Grmoja demanded the urgent calling of the referendum, saying that the stalling of the referendum only showed that the referendum questions were “constitutionally incontestable”.

Grmoja: Life is worth living

Asked to comment on the case of Mirela Čavajda, a woman who wants to terminate her pregnancy because the fetus has been diagnosed with a large malignant tumor on the brain, Grmoja said that it was a very traumatic situation for the woman and her family, and that the party did not want to use this case for political purposes. He said that regardless of the law, there would always be ethical dilemmas of whether certain lives were worth living.

“My opinion is that life is always worth living. We are not the ones to decide that,” Grmoja said.

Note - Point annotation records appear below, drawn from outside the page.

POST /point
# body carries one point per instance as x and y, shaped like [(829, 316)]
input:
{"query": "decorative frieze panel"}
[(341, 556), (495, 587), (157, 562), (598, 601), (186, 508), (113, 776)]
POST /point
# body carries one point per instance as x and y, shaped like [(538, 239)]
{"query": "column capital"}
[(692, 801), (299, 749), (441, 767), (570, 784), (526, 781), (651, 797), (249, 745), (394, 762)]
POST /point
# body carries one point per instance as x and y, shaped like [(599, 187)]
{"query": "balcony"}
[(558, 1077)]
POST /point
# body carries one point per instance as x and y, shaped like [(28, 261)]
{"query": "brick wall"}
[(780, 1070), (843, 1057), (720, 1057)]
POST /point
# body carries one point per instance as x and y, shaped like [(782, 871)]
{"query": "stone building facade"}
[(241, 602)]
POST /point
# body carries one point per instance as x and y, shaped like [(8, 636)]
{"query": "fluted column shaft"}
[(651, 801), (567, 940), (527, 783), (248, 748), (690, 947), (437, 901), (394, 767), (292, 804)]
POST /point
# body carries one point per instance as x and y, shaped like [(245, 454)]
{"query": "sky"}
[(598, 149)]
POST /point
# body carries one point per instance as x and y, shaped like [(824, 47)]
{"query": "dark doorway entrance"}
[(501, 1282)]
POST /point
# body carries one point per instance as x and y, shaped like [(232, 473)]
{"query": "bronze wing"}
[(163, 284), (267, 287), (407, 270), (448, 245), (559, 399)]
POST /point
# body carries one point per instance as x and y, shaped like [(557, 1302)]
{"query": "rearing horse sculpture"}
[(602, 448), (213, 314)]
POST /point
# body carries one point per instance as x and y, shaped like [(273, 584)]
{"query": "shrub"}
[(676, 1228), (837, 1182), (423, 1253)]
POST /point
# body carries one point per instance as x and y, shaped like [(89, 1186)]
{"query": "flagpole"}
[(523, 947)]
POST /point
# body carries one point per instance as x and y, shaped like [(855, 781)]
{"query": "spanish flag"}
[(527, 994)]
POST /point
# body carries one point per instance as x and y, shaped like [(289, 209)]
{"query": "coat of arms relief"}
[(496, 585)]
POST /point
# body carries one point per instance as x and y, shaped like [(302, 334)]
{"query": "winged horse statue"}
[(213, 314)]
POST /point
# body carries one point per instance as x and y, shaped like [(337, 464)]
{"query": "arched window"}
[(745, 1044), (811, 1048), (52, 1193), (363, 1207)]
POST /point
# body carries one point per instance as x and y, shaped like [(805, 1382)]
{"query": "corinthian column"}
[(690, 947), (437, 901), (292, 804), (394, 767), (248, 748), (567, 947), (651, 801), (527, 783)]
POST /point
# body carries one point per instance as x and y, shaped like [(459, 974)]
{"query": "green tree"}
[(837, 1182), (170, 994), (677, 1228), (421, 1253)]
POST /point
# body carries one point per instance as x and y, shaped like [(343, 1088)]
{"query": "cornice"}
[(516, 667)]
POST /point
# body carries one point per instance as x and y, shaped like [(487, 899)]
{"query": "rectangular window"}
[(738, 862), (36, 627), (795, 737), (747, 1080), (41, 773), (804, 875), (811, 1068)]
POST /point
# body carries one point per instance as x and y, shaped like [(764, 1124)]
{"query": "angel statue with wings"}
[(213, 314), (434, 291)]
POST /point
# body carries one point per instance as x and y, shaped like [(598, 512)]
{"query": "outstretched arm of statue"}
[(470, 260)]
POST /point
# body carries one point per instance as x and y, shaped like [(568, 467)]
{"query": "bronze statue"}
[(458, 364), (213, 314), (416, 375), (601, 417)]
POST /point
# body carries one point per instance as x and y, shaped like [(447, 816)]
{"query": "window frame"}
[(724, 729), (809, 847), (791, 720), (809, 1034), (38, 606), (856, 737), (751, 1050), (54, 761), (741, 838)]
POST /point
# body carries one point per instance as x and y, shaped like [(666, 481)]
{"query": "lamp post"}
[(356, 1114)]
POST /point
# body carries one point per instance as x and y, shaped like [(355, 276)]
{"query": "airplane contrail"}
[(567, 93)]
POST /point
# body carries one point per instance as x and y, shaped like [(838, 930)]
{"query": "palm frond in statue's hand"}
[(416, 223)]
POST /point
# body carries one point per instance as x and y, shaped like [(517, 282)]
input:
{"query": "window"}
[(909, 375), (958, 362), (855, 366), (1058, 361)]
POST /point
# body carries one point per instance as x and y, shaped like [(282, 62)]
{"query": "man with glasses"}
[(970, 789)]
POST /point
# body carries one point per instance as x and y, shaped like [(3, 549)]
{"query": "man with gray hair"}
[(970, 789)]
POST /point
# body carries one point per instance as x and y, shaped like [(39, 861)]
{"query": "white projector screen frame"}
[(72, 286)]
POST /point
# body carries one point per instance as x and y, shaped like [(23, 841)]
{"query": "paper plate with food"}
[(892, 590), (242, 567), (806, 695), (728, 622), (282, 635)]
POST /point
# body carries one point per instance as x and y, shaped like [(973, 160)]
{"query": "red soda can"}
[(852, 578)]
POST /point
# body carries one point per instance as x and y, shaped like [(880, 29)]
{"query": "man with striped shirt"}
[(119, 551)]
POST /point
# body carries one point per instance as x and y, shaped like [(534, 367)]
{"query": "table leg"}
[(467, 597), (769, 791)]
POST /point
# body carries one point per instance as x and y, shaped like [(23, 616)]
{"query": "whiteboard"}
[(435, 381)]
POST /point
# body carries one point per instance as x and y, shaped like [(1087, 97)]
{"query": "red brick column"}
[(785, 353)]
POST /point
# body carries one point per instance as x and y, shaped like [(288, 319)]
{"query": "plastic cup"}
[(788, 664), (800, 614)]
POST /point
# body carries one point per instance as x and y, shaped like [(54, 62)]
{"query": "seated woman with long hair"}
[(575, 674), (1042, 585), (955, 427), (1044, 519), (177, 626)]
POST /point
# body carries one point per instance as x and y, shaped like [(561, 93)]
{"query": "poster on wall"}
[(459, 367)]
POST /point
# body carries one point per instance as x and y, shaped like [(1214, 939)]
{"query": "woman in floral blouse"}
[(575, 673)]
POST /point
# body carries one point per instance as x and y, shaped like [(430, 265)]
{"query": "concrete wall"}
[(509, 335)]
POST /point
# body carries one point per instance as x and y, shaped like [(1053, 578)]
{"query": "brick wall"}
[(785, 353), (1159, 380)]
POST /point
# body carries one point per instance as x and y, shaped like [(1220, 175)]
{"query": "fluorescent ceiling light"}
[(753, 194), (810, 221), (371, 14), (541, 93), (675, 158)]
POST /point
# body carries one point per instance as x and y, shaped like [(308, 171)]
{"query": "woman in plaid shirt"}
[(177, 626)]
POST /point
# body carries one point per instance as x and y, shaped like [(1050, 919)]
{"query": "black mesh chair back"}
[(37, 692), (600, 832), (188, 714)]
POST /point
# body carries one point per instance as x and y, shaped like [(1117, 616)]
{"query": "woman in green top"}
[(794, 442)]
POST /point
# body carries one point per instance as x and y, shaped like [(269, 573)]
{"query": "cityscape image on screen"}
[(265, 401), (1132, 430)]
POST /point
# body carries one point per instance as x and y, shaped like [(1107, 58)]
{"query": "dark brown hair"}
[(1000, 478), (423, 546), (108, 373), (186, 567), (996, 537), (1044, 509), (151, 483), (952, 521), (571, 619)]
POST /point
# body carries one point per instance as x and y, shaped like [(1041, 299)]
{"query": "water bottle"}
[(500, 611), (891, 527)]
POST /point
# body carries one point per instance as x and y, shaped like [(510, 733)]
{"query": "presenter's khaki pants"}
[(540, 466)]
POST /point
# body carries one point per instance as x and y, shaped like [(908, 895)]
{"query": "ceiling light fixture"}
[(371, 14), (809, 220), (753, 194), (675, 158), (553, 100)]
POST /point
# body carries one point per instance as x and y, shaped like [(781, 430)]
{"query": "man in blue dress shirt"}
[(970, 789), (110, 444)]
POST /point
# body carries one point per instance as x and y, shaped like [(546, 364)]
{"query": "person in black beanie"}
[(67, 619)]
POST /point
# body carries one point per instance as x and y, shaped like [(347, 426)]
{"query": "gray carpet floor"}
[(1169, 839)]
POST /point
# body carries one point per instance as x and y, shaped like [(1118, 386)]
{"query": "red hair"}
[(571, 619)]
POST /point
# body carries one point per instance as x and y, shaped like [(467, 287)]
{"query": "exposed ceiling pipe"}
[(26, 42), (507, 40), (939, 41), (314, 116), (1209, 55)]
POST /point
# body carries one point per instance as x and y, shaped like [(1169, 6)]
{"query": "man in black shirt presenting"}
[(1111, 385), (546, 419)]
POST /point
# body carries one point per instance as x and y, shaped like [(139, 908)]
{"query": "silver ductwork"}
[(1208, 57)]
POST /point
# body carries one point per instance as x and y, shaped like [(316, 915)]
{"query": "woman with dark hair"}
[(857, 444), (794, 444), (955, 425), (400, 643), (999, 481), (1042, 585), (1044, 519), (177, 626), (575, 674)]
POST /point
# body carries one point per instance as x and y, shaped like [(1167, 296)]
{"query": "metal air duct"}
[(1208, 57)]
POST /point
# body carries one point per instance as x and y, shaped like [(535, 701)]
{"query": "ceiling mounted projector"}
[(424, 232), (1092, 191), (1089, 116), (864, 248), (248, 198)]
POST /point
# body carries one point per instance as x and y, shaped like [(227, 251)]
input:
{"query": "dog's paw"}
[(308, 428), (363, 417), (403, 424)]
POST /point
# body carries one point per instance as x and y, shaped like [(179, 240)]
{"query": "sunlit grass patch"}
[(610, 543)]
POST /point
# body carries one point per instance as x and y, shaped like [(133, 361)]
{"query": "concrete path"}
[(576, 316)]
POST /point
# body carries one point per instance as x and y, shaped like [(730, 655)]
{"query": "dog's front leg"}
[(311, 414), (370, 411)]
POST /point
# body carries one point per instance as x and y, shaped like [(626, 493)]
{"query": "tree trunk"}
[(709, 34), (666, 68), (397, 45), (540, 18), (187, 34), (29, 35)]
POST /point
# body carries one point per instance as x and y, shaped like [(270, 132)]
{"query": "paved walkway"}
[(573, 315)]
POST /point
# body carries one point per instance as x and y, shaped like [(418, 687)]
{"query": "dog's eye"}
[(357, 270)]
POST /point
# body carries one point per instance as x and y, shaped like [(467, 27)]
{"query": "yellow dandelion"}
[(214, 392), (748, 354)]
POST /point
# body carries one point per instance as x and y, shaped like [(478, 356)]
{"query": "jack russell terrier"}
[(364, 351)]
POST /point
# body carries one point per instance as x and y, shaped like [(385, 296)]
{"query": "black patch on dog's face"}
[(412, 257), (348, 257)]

He said that Most would present its position on the Social Democratic Party’s abortion bill on Thursday, and that they would leave the rest to doctors.

Troskot: Croatia will never be Hungarian

Asked to comment on Hungarian Prime Minister Viktor Orban’s statement that Hungary would have a seaport had it not been deprived of the sea, Troskot said that Most had already warned that the present government with Prime Minister Andrej Plenković and former Economy Minister Tomislav Ćorić had been working intensely on the “Hungarianisation” of the Croatian energy and finance system.

He said that Plenković was the enforcer of Russia’s economic strategy in this region, wondering how it was possible that Croatia had not imposed economic sanctions on Russian-owned properties in Mali Lošinj on the northern Adriatic island of Lošinj or an embargo on Russian natural gas.

Troskot said that all this was happening because Plenković and Ćorić were satisfying the interests of “the kings of gas and electricity from lignite-powered thermal power plants in Bosnia and Herzegovina and Serbia and the kings of renewable energy connected with Maja Pokrovac,” the director of the Renewable Energy Sources of Croatia association.

Commenting further on Orban’s statement, Troskot said in Hungarian that Croatia would never be part of Hungary. He said it was no coincidence that certain banks were opening their head offices in the coastal city of Zadar, or that Croatia had built several power-transmission lines and gas pipelines towards Hungary, thus becoming dependent on it.